Don Reynolds: From Electrical Engineer to Senior Team Lead at West Generations Academy
During his first few months of college at the University of Colorado, Don Reynolds called his mother and told her he was going to switch his major from electrical engineering to education. “But she shot that down really quickly,” Don says laughing. “So I did become an electrical engineer, but education is something that’s been in my spirit for a long time.”
Don is now a Senior Team Lead and math teacher at West Early College. After working as an engineer and a consultant, Don decided to return to his lifelong passion for teaching and learning, beginning as a substitute paraprofessional and gaining his teaching license through the Denver Teaching Fellows. This is Don’s second year in a Teacher Leadership & Collaboration role. As a Senior Team Lead, he spends half his time teaching senior level precalculus and half his time supporting the five teachers on his team through coaching, collaborative team time and additional one-on-one supports. His role also involves being a member of his school’s instructional leadership team which focuses on data-driven instruction, professional learning and ensuring observation and feedback is useful and actionable for teachers.

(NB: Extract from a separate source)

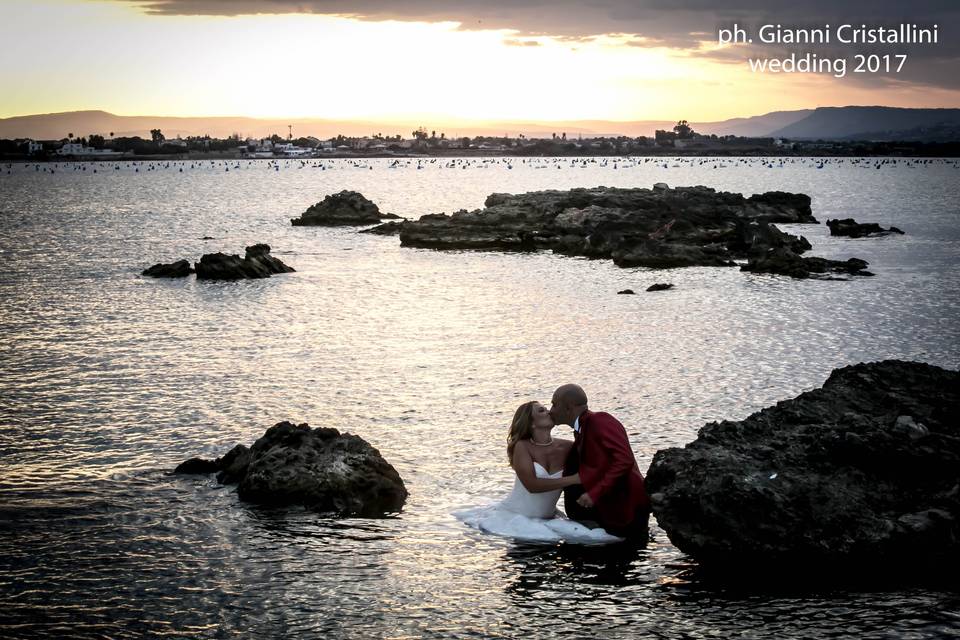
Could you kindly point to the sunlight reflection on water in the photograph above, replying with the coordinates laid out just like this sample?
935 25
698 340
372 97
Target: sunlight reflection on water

As Teacher Leader of the Year in 2015, it’s clear Don has put a lot of effort and thought into what makes a good Senior Team Lead and how to help others grow. “I think the biggest lesson I learned last year was to ask more questions as opposed to thinking that you should have all the answers,” he says. Don is a big believer in working in partnership with teachers to discover together what areas of growth they should concentrate on and how they can achieve their goals. Don points out that building that vital trust with teachers is “more about saying I’ve been where you are- I’m still there as well, and I would like to participate in collaborating with you as a support. I want to serve you to help you become a better teacher.”
Don is the first to say that many of his achievements have not been accomplished on his own. He cites the incredible training he’s received as well the support from his administration, ILT and other teacher leaders at West. He also points out that the LEAP framework has been a tremendous guide in developing his knowledge and understanding of good teaching. “I have experienced teachers and new teachers in varying content areas but ultimately good teaching is good teaching. A lot of the things that have helped me become a successful teacher are in the LEAP framework.”
Even the best teacher leaders will encounter challenges and Don is no exception. One of those challenges has involved developing an approach to coaching the teachers on his team that allows him to differentiate the support he is giving based on their readiness and needs. “All things we already know as teachers when we’re dealing with students applies to coaching adults,” he says. Balancing his teaching and Senior Team Lead duties can be difficult as well. Developing efficient systems of organization and a clear set of classroom rituals and management have been invaluable to allowing Don to focus on what he loves most: helping both teachers and students learn and grow.
When Don thinks about his own leadership trajectory (he is a part of the Executive Leadership for Successful Schools (ELSS) program this year), he finds it impossible to separate the kind of principal he envisions himself being one day with distributive leadership. “I will never have all the answers. I’ll have really good questions and I will be pushing my staff to understand that this is our school- the answer is in the room somewhere and very rarely is it going to come from me. It’s going to come from all of us together.”